Tradeoff means increasing one parameter would lead to decreasing of other. Let us explain this in context to binary classification and first define what is precision and recall. Let us call one class as positive and other as negative. Then,

- TP represents the true positives, which is the number of positive predictions which are actually positive.
- FP represents the false positives, which is the number of negative predictions incorrectly classified as a positive ,i.e. they were identified as positives though they were from a negative class.
- TN represents the true negatives, which is the number of negative predictions correctly classified as negative.
- FN represents the false negatives which is the number of positive instances incorrectly identified into the negative class, i.e. they were identified as negative but in reality they were from the positive class.

**Precision** is the fraction of correct positives among the total predicted positives.
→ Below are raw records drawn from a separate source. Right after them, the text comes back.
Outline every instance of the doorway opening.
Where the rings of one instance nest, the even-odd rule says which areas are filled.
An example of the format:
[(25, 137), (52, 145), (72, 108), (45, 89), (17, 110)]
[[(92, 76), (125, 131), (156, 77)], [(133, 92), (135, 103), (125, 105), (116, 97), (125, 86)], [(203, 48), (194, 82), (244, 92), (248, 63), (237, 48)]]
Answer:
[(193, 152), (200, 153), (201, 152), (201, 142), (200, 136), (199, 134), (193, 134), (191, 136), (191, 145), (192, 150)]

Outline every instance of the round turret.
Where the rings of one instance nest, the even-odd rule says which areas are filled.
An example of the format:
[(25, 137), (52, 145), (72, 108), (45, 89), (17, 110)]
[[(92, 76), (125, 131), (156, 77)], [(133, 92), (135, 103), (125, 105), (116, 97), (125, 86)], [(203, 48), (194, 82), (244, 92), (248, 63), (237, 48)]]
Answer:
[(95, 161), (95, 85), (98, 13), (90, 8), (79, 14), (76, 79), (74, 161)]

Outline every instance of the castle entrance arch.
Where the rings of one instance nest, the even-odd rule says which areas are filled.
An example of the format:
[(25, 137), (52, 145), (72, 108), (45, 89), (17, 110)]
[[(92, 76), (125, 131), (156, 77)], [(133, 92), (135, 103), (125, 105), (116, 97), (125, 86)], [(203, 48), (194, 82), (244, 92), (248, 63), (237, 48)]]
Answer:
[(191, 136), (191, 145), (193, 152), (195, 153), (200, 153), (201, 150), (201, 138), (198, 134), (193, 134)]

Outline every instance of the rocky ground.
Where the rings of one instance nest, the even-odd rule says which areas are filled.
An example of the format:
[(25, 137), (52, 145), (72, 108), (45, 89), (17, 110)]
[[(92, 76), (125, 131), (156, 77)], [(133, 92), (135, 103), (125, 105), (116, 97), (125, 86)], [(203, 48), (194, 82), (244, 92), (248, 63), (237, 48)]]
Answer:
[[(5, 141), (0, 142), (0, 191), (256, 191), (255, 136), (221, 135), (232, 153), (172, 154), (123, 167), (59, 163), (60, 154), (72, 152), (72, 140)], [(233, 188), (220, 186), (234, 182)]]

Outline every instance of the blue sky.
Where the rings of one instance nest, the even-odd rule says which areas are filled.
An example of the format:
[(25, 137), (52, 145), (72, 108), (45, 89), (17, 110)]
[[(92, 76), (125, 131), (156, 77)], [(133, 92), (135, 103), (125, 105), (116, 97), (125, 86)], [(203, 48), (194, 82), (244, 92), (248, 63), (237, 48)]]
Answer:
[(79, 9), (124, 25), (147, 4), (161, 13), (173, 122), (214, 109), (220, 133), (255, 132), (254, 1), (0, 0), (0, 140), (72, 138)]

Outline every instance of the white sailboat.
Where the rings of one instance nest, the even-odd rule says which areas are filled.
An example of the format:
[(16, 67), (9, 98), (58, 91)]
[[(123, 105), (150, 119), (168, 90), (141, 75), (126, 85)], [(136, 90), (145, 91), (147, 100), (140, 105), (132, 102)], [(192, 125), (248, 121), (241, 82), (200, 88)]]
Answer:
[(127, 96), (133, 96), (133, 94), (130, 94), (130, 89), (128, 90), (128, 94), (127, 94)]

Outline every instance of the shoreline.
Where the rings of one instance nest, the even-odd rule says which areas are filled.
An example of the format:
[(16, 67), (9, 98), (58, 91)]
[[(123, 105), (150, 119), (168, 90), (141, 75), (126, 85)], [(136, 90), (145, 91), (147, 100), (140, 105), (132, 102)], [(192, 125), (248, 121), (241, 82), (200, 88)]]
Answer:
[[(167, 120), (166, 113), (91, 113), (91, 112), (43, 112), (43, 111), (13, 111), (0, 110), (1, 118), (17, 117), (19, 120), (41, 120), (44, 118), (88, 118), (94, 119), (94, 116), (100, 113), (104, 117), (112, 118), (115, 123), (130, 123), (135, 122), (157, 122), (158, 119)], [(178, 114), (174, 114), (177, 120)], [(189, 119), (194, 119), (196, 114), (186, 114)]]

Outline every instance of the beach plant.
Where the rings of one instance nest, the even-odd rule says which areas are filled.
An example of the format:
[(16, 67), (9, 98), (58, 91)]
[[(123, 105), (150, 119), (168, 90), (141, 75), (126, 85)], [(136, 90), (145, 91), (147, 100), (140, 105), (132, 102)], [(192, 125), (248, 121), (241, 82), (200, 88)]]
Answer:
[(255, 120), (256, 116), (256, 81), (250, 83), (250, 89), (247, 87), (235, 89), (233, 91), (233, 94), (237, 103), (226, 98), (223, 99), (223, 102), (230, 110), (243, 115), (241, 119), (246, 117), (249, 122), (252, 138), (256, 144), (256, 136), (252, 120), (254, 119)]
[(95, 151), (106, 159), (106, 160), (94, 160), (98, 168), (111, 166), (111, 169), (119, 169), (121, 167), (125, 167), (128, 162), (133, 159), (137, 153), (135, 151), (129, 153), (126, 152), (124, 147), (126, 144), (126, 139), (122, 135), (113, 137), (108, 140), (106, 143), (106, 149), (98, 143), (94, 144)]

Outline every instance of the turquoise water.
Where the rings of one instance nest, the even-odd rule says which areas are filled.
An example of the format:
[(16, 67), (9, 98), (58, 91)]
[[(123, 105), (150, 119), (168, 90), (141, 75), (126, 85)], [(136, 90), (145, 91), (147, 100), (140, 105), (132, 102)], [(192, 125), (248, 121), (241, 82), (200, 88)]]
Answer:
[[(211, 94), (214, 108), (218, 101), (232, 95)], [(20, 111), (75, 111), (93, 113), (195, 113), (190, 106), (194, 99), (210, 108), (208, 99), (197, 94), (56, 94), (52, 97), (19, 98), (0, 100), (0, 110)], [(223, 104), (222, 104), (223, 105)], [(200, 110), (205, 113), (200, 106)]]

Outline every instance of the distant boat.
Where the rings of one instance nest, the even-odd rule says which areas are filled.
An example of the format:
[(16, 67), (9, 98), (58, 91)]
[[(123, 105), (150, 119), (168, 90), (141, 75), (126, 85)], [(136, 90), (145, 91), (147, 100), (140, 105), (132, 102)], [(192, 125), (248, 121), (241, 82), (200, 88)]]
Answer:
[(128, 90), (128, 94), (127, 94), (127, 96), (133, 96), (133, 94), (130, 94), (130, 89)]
It is also called the accuracy of positive predictions.

**Recall** is the fraction of correct positives among the total positives in the dataset. It is indicating how many total positives of the actual dataset were covered(classified correctly) while doing prediction.

In an ideal scenario where there is a perfectly separable data, both precision and recall can get maximum value of 1.0. But in most of the practical situations, there is noise in the dataset and the dataset is not perfectly separable. There might be some points of positive class closer to the negative class and vice versa. In such cases, shifting the decision boundary can either increase the precision or recall but not both. Increasing one parameter leads to decreasing of the other. In other words, binary classifier will miss classify some points always. Miss classification means classifying data point from negative class as positive and from positive class as negative. This miss rate is either compromising precision or recall score.

precision-recall tradeoff occur due to increasing one of the parameter(precision or recall) while keeping the model same. This is possible, for instance, by changing the threshold of the classifier. For eg, fig 1 is a plot for the binary classifier showing how precision and recall can vary based on threshold. This threshold decides the decision boundary. When threshold is 0, both precision and recall have the same value of around 0.8. When threshold is increased to around 200000, precision reaches close to 0.95 but recall decreases drastically to around 0.4. When threshold is decreased to -200000, recall increases to 0.95 but precision decreases to 0.4. Note that increasing or decreasing threshold is similar to shifting the decision boundary.